Lorentz: Achieving Correctness with Haskell Newtypes

Kostya Ivanov
Article by Kostya Ivanov
Thursday, July 30th, 2020

In the previous post, we introduced Lorentz base syntax which allows one to write code in the following manner:

-- | Accepts distance on X and Y axes on stack
--   and pushes square of Euclidean distance back.
distance :: [Integer, Integer] :-> '[Natural]
distance = do
  dup; mul
  dip $ do dup; mul
  add; isNat
  if IsSome then nop
  else push [mt|Something went wrong|]; failWith

Michelson provides several basic primitives types and ways to group them in products (pair) and sums (or), and we still follow this behaviour. As noted in a spin-off post about Lorentz objects, the opportunity to group types into a sum of products corresponds to Haskell’s datatypes, but one other feature remains unused.

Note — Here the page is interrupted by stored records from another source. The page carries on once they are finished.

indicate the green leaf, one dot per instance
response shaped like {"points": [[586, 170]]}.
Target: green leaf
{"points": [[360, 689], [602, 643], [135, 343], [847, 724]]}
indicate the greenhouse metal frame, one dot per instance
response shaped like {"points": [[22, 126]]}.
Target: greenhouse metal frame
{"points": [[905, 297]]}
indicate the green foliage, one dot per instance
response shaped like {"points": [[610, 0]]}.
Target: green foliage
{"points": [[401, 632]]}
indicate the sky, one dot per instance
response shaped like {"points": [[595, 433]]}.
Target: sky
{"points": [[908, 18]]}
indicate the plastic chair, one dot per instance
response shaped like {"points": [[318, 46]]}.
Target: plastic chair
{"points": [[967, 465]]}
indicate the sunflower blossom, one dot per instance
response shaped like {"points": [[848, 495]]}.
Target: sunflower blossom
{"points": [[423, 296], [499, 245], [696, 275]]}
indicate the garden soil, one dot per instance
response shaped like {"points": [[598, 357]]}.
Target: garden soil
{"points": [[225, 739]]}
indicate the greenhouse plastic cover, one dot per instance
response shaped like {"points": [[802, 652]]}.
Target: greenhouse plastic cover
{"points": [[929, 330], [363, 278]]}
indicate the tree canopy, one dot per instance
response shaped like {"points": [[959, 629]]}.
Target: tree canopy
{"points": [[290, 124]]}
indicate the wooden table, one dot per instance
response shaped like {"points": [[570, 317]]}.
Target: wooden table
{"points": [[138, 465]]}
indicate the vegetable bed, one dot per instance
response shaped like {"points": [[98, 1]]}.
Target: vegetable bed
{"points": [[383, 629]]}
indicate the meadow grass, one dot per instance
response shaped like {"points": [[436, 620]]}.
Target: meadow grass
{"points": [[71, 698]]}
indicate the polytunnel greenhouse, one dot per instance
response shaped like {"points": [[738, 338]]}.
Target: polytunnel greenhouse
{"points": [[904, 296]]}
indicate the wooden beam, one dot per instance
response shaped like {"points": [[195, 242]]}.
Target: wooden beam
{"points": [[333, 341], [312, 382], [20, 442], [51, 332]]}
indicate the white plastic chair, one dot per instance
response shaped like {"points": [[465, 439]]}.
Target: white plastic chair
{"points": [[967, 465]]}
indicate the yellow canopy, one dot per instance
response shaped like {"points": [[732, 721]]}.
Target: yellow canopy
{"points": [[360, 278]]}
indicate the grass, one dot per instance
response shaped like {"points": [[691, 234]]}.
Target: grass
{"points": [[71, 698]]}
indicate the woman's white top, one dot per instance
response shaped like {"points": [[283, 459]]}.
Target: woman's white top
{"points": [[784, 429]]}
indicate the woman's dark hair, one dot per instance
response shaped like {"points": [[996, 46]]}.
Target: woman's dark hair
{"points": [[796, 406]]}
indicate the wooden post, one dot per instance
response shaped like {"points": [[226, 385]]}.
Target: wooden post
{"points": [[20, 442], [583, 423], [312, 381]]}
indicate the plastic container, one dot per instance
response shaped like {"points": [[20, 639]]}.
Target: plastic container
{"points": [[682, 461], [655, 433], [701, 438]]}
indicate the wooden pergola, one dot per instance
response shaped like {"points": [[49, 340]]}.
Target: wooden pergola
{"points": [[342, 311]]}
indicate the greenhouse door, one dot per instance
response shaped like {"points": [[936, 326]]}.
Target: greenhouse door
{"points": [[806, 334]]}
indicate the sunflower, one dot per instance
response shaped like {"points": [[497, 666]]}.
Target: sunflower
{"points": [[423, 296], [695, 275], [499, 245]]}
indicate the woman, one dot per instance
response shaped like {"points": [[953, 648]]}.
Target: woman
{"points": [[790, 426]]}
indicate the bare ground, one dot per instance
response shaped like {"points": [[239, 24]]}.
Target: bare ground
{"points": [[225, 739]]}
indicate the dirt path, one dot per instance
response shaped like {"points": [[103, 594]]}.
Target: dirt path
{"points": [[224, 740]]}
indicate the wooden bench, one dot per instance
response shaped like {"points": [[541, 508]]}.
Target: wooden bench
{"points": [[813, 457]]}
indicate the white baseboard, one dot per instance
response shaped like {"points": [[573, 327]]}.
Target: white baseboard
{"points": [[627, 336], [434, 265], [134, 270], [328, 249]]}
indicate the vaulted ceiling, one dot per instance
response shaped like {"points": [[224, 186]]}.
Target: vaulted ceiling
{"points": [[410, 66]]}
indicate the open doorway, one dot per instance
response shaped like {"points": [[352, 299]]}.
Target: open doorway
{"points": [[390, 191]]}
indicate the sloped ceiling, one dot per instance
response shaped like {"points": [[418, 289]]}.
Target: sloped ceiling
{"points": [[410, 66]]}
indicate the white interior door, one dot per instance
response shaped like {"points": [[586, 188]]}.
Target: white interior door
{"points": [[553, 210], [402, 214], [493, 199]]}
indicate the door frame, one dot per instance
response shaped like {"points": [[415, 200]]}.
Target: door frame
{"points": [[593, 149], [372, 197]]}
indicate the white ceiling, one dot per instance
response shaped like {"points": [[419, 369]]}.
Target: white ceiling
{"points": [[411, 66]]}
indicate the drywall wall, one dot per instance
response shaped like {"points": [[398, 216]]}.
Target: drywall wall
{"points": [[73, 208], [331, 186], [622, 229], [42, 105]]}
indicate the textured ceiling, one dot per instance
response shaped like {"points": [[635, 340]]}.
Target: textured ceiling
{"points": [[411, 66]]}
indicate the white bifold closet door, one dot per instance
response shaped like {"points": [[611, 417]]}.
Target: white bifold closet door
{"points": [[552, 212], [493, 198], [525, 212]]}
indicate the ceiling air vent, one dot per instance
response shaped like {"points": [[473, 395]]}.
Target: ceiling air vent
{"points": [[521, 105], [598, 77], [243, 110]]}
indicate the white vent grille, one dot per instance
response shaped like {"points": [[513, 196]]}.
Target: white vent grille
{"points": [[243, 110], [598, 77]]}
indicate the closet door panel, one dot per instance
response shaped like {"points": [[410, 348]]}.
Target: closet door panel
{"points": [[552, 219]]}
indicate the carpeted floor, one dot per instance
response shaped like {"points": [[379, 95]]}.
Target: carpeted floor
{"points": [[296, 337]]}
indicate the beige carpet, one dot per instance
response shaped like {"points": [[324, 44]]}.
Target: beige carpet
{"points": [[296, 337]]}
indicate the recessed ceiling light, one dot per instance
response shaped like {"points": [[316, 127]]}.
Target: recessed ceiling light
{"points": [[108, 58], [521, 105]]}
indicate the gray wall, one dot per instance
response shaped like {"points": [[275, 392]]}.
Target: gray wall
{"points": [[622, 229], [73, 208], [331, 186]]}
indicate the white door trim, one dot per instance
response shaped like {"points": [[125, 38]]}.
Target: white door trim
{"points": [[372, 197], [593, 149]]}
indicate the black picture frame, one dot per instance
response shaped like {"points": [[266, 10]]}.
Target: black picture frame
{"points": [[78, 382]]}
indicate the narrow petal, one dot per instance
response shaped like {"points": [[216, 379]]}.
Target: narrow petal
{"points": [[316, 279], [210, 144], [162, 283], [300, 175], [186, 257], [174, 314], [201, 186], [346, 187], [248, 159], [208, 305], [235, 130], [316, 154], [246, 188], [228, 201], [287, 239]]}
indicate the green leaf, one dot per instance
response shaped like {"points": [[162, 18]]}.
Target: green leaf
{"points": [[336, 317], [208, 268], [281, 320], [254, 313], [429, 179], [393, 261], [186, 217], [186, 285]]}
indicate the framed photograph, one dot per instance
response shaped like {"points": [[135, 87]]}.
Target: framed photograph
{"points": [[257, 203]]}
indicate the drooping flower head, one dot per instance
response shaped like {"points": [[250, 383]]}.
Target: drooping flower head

In this post, we will talk about Haskell newtypes and why they can be a powerful tool in a smart contract eDSL like Lorentz.

A note about type signature syntax.

In this article, we are going to write [a, b] :-> [c, d] in signatures, rather than a : b : s :-> c : d : s, for simplicity. The reader may notice that such methods will not be general enough, but Lorentz has a framed function which makes any given instruction polymorphic over a stack tail, so that is not a big concern.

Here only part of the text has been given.